I can if I have the Time

Joel MacDonald
UPEI TLC
Published in
3 min readApr 18, 2017

I stink at math. Or at least that’s the story I’ve been feeding myself for the last 30 years or so. I feel like I’ve “Pavloved” myself. I see or hear some math that I perceive to be difficult and my brain starts to freeze up. I feel dazed and my head starts to ache. This is the way I’ve felt since I first started having trouble with math back in my early teens. In grade ten I was made to enrol in all year (AY) math. It was the same academic math content as the regular one semester math the rest of my friends took but it was covered over the entire school year. So I had more time to cover the topics thoroughly and at a slower pace. In that class, my marks went from 50 to 60’s to high 80 to 90’s. All of a sudden I felt smart at math again. My math mojo had returned. In grade eleven I went back into regular one semester math. My marks went back into the 50’s to 60’s and my thinking shifted back to how dumb I was at math.

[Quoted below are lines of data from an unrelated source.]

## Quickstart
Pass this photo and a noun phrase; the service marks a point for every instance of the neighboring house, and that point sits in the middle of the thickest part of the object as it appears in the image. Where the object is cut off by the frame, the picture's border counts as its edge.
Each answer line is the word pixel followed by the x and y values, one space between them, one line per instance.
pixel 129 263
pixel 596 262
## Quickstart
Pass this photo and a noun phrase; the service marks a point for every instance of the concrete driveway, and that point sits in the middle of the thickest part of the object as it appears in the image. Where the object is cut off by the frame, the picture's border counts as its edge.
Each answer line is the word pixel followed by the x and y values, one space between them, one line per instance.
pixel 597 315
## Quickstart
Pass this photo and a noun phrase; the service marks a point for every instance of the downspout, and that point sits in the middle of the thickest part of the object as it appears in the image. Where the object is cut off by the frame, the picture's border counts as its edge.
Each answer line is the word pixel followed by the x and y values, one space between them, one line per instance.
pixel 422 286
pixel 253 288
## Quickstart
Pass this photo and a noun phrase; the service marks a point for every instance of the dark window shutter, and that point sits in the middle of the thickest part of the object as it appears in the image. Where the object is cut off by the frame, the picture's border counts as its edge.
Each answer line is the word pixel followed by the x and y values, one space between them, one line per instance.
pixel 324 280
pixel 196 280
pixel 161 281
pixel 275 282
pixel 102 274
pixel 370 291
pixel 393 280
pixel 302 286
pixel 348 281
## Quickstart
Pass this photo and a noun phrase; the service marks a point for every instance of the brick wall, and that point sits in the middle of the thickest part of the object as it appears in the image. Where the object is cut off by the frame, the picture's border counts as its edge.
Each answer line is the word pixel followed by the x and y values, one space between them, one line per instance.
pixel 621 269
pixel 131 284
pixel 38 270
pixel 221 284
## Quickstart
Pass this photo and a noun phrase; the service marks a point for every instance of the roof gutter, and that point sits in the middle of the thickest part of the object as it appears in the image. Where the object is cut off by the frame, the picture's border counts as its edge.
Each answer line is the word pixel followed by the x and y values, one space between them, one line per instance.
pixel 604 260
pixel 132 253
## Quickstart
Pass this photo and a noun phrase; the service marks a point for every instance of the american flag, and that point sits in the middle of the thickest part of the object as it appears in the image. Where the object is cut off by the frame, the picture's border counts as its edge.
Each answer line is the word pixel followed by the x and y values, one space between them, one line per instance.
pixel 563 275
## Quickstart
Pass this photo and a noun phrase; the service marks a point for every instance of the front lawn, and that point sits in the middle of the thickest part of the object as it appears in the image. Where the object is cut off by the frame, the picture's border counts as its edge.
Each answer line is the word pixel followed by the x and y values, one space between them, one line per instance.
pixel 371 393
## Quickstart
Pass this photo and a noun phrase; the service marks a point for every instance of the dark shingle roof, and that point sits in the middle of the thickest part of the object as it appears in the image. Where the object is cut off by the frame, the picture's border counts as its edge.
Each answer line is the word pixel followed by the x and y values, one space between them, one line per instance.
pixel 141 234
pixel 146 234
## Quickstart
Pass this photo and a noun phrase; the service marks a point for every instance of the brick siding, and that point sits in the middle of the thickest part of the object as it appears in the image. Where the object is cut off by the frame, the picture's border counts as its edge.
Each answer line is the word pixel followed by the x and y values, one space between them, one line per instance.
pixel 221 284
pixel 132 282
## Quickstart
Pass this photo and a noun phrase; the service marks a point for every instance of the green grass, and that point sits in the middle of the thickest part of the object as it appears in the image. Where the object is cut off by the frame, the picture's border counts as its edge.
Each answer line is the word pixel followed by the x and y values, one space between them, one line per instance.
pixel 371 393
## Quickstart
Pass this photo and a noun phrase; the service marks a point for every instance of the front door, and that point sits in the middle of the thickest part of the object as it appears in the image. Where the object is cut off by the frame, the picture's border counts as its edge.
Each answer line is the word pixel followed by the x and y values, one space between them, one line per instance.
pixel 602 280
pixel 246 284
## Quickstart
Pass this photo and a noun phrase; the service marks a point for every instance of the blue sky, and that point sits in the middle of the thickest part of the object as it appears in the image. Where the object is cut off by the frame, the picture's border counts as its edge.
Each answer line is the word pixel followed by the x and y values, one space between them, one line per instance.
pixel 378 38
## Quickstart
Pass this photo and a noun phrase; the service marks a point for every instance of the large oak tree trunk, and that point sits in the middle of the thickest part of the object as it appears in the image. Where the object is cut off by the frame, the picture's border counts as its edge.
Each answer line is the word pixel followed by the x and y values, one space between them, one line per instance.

Years later, two things stand out to me. First, given good instruction and enough time to practice, learning can and will happen. I feel I’m living proof of that. Second, I am fascinated with the flip flop — the rope-a-dope — that I allowed myself to experience regarding my intelligence. How could I be smart again, then dumb again?

The typical experience for a student in my generation was to cover the same material in the same amount of time as all the other students. Some of us got it and some of us didn’t. Some of us knew the material better and some of us less well. Regardless, at a certain point, we all moved on to the next thing. Typically because the calendar or curriculum said so. I assume that is still mostly the case today although there may be more attempts to treat individual student differences by providing personalized learning strategies. Educational psychologist and researcher Benjamin Bloom suggested it should be approached in the opposite way. That is, the instructional focus should be the time required for different students to reach the same level of proficiency. With instruction equalized across the board the key variable for successful learning is time, not individual learner differences. This became the foundation of Bloom’s Learning for Mastery or Mastery Learning as we know it today.

Where does an ability, like intelligence, come from? From the heavens? Earth? Both? What you believe becomes know as your mindset. If we put this belief system about ability on a continuum then at one end would be those that feel abilities are God-given or genetic — you’re just born with them and there is nothing you can do to change who you are or what you have. At the other end of the spectrum would be those who believe abilities are pliable — we have a capacity for growth and with the right environmental conditions most of us can be a great deal better at the things we do then we are right now. Stanford psychology professor and researcher Carol Dweck calls these two ends of the spectrum fixed and growth mindsets. There are not many topics in education hotter than mindsets right now and with good reason. With the understanding being advanced through neuroscience and cognitive psychology we are seeing that it is very possible to teach an old dog new tricks (see neuroplasticity). A long time ago, the American Industrialist Henry Ford certainly understood mindsets when he said whether you think you can do a thing or not, you’re right.

If I were to apply these two key teaching and learning pieces back to me and my journey as a learner then I’d say that mastery (learning) and (growth) mindsets are vital to learning success. If I had consistently applied a growth mindset to my schooling I don’t believe that I’d have as easily bamboozled myself into wavering about my level of ‘smarts’. And if I had been given (or taken) more time to learn math, like I had in grade ten, then I would have better mastered the subject. Finally, as an old dog neuroplasticity says I can learn new tricks so I still could get better at math.

If I wanted to.

But that’s a story of motivation and a topic for another day. Fortunately for me, my English is gooder than my math anyways.